This album deals with very personal themes of despair, agony, and the spiritual relationships of A.I. and the cyber-world. And a variety of very catchy and attractive EBM/electro stylings meshed with mid-eighties pop sensibilities. A beautifully melodic piano intro takes you into the club-floor track "suck my life out." Definitely one of the more upbeat tracks on this release; we are presented with solid old-school F242 progressions combined with distorted guitar movements, small trance modulations, dreamy chorus interludes, and slightly flanged but clean vocals. The next two tracks "nothing that you feel" and "excellence" reminds me of earlier Regenerator material meets Kirlian Camera. The programming gets a little quirky at times on these though, maybe a little too much eighties influence? "VR" introduces a very touchy ballad that contains some nice traditional instruments such as piano, snares, and violins that combine nicely with the sentimental vocals of Yendri. Track six "once again" defines as one of the most attractive and catchy tracks on this release with contrasting feminine and masculine vocals. Reminds me a little of earlier Depeche Mode work. Very uplifting and hopeful to say the least. Taking a small step backwards to "my artificial dear"; still very enlightening with beloved analog melodies, simplistic break-beats, and inspiring vocals. All the right elements mixed, making this possibly the strongest track overall.

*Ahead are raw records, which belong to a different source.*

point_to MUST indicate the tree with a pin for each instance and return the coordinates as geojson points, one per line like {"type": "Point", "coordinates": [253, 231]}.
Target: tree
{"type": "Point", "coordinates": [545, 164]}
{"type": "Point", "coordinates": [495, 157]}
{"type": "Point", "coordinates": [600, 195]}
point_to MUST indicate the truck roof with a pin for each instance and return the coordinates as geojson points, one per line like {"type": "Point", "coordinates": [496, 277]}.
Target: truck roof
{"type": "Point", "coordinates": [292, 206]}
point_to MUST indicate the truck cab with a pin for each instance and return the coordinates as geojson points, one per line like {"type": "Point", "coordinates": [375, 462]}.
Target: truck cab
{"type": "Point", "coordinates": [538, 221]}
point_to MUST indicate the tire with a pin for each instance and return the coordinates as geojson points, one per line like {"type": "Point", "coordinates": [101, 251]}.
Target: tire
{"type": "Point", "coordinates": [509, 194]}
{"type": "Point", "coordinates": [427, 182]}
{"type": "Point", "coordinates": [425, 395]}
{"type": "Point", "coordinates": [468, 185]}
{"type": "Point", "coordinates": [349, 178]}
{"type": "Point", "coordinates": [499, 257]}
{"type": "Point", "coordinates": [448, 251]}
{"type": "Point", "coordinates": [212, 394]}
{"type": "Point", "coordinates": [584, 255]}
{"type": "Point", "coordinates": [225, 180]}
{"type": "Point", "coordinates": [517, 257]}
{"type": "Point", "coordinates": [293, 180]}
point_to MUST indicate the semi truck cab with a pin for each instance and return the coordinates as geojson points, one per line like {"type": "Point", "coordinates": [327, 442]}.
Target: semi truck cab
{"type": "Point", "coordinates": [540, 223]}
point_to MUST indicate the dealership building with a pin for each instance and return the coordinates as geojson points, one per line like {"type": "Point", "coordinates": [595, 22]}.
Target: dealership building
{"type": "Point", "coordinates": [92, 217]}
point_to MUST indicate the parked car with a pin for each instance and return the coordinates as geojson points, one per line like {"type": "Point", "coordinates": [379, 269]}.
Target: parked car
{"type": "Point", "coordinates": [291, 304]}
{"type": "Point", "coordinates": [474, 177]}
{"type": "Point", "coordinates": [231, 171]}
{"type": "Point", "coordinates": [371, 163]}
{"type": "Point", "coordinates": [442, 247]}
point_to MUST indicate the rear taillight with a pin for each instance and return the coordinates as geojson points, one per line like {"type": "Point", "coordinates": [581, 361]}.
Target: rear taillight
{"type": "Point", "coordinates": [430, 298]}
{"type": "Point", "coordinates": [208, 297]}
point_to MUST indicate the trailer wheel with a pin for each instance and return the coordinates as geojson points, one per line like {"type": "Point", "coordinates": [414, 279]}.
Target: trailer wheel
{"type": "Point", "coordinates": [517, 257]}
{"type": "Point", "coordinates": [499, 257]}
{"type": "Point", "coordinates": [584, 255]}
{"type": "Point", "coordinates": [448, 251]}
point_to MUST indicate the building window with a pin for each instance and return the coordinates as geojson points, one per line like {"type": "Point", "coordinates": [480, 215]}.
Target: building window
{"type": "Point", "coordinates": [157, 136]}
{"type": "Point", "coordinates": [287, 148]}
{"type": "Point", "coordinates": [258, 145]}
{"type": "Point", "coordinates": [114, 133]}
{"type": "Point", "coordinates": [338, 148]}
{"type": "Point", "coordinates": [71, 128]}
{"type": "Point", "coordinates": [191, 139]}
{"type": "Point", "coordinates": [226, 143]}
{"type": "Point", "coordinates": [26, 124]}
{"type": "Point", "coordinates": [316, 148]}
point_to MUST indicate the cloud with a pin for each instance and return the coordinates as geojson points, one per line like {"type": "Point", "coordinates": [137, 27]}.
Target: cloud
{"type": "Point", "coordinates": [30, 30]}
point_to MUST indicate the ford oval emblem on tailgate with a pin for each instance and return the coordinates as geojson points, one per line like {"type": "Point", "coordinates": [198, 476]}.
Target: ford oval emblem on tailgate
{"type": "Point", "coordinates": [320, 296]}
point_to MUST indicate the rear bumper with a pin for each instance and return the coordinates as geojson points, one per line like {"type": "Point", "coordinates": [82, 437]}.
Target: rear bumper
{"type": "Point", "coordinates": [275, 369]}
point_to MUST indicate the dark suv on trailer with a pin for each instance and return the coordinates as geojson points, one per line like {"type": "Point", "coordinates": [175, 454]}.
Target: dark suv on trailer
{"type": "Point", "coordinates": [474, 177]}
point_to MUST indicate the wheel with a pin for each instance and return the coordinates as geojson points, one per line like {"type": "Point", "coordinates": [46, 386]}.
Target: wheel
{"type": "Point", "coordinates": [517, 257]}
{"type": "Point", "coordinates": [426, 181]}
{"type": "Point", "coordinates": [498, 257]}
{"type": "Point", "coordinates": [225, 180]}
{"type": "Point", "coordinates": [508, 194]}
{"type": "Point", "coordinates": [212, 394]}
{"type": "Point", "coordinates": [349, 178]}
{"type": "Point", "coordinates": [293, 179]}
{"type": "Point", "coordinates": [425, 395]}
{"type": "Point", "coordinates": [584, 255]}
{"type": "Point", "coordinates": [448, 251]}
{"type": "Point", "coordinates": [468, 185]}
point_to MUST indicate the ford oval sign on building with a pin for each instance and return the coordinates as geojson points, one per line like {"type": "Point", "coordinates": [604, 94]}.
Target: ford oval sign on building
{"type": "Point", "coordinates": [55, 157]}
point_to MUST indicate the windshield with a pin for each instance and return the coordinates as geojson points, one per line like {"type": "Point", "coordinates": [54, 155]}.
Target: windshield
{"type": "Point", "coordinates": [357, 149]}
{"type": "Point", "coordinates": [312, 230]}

"We are the machines" on the other hand takes a stab at very distorted percussion aspects distanced with strange and misplaced vocals. Not sure if this direction fits into this release. The same goes for the very KMFDM-esq workings on "cyberwars." Not very original and just too aggressive for this release. "Wake" pulls us back into focus with another very F242 influences, but very fluent stylings. "Life is sad" has very catchy and flowing melodic patches and bouncy eighties programming, but the vocals gets a little too sappy for me to say this is a good track. "When it's all over" evokes lost memories of the elegant nature that Missing Persons once had on me way-way back. Very fun and playful analog programming laced with upbeat melodies and contrasted vocals. "Shinas" closes this release with very nice piano steps that collide with swirling resonances, but the vocals seems somewhat distant and displaced at times. Leaving me somewhat confused whether I like this track or not.

In conclusion, this release holds ground for those seeking to hear a rejuvenation of older good EBM and eighties electronica elements meshed with a variety of range and contrasting vocal styles. It does have some misses, but, after being so countlessly disenchanted with many synth-pop bands taking their approaches of trying to bring the eighties and earlier EBM back, Yendri does it right this time.